Eles defendem o envolvimento chinês nas iniciativas da ONU como as missões de paz,
auxílio em desastres, combate a pirataria no Golfo de Aden e o envolvimento diplomático
com a Coréia do Norte e com o problemático programa nuclear do Irã porém ainda são
relutantes em se envolver em operações internacionais de segurança movidas por questões
humanitárias. Eles acreditam que o chamado do Ocidente para um papel mais participativo
pela China é uma armadilha de forma a envolver o país em responsabilidades e custos que
os chineses não tenham como suportar.

The Globalists
Na ponta direita extrema do espectro temos os globalistas, eles defendem um envolvimento
ainda maior na governança global, eles podem ser considerados o equivalente aos liberais
institucionalistas no Ocidente, eles são mais dispostos com o humanitarismo, compactuam
com a globalização e acreditam que problemas transnacionais devem ter respostas e
parcerias transnacionais. Eles se interessam mais pelo soft power do que no hard power e
colocam sua fé na diplomacia e nas parcerias pan-regionalistas.

Para eles a China deveria aprender a ser uma líder da comunidade internacional e aprender
a contribuir verdadeiramente para os interesses internacionais, os globalistas são em
essência institucionalistas da interdependência, o foco deles está nos assuntos não
tradicionais de segurança, como a segurança humana, segurança econômica,
contraterrorismo, saúde pública, crime organizado, tráfico, cyber hacking, pirataria e etc.

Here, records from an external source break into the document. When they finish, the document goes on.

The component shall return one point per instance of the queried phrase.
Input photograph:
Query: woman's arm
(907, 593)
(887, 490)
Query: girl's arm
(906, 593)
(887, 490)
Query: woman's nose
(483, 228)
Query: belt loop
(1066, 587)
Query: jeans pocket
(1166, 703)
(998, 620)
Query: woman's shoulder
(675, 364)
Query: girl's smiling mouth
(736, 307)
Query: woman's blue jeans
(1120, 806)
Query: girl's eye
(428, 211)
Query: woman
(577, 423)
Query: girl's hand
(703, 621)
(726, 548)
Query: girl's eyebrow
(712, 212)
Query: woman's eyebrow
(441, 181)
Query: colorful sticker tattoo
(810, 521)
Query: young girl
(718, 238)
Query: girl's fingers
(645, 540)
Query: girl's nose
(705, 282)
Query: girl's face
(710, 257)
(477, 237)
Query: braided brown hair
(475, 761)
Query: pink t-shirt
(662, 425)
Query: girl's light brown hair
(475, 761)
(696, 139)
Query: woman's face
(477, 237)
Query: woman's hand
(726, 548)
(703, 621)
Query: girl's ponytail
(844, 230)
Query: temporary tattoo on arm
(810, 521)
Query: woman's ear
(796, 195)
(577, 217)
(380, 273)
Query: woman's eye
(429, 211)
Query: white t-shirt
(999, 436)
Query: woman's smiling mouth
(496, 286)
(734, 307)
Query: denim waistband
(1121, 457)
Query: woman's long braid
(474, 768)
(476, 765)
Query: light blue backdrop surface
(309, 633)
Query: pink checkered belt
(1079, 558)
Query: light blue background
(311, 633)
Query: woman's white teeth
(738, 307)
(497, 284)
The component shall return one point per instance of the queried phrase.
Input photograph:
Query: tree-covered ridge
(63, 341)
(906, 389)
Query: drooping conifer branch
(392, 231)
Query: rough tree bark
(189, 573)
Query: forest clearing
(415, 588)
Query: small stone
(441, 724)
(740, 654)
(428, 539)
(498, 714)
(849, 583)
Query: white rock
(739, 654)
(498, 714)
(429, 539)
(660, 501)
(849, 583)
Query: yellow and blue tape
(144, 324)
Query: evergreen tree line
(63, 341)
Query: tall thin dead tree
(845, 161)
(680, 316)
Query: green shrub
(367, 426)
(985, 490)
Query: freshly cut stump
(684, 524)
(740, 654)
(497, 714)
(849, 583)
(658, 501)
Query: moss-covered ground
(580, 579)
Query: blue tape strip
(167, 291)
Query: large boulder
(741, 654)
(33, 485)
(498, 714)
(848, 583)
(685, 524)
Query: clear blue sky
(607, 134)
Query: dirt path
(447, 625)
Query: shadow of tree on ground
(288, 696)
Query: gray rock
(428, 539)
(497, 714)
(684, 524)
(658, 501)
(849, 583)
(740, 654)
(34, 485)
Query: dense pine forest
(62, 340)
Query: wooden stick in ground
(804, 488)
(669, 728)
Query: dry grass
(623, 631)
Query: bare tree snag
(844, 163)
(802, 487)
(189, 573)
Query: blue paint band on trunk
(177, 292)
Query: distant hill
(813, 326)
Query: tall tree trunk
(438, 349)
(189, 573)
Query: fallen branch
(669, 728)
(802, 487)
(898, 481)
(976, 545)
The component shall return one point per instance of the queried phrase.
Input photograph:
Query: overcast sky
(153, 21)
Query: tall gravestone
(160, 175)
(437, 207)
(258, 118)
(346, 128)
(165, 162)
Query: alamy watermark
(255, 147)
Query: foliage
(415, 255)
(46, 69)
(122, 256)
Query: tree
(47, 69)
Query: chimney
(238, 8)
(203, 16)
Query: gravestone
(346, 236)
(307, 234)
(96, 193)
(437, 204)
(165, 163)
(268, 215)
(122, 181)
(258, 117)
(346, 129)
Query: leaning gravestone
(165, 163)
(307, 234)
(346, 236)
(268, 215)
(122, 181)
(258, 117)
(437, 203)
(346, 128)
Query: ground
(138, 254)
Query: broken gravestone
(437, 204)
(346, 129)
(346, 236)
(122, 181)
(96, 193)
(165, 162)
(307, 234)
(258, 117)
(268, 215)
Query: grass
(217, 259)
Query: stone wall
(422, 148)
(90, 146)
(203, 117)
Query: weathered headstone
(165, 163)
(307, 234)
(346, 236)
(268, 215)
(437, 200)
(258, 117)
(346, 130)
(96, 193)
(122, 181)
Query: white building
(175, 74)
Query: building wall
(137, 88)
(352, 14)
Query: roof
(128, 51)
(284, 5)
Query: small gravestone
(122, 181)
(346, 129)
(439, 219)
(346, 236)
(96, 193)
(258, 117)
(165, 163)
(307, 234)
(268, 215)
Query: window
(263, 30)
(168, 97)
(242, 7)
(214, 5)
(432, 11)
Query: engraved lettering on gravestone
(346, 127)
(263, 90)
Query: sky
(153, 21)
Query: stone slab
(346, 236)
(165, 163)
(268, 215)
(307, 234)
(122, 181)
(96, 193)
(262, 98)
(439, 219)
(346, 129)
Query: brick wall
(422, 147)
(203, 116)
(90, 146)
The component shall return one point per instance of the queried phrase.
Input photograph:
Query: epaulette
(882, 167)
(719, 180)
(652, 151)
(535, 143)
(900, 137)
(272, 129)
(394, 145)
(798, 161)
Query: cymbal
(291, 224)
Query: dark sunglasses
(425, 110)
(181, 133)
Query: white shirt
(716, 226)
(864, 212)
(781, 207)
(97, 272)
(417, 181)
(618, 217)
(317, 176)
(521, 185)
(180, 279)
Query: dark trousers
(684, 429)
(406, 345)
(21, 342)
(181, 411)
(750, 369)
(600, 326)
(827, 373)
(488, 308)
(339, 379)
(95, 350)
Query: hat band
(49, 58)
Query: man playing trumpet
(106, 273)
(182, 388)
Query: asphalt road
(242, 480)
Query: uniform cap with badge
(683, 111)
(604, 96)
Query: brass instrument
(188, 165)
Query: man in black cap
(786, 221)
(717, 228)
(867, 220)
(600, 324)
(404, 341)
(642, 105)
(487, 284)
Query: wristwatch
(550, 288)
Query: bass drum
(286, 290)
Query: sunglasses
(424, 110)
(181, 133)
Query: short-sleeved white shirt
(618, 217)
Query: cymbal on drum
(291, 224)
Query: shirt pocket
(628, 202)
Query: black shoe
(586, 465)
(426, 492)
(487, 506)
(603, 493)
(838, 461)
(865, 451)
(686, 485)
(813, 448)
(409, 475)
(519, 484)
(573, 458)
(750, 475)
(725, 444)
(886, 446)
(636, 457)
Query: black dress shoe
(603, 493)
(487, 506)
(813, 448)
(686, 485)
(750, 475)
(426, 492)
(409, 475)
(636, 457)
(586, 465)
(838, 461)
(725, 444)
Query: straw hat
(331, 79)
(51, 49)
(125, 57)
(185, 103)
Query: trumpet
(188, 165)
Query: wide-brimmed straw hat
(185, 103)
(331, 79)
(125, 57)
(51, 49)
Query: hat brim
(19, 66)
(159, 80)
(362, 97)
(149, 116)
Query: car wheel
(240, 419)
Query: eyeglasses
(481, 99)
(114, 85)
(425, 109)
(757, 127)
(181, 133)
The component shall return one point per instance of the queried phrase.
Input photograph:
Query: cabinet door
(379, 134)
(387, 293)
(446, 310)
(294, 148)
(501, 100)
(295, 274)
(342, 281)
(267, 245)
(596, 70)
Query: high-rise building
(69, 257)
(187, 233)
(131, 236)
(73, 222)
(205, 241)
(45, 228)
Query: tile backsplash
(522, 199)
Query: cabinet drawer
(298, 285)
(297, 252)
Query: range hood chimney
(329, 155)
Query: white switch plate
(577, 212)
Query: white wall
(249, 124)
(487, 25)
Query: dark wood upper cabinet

Existe um consenso entre todo o espectro que vai dos realistas até os globalista onde a
necessidade por uma China mais envolvida nas instituições internacionais é clara,
entretanto há discordância entre esses grupos de como e onde isso deve ocorrer, os únicos
que negam a cooperação internacional são os nativistas.
Através da análise dessas diversas escolas de pensamento de RI que existem dentro da
China é possível concluir que a China possui múltiplas identidades internacionais que
conflituam entre si. Mas é possível identificar que embora ela não seja estática ela pende
em direção a esquerda ancorada nos Realistas (maioria no país), com os Nativistas atuando
como segunda maior influência e ainda com as escolas Major Powers e Global Shout com
uma menor influência. Enquanto o exército chinês é uma instituição central para a escola
realista, os oficiais no Ministério das Relações Exteriores e no Comitê Central para
Assuntos Estrangeiros estão centrados nas escolas Major Powers e Global Shout, mas
esses oficiais ainda precisam responder as vozes nativistas e realistas na sociedade,
exército e no Partido Comunista. Essas vozes são tão influentes que foram elas em
2009/2010 que levaram a China a incomodar praticamente todos os seus vizinhos, os EUA
e a UE com uma conduta mais áspera ao se demonstrar uma nação procurando maximizar
seu poder atuando em direção aos seus interesses.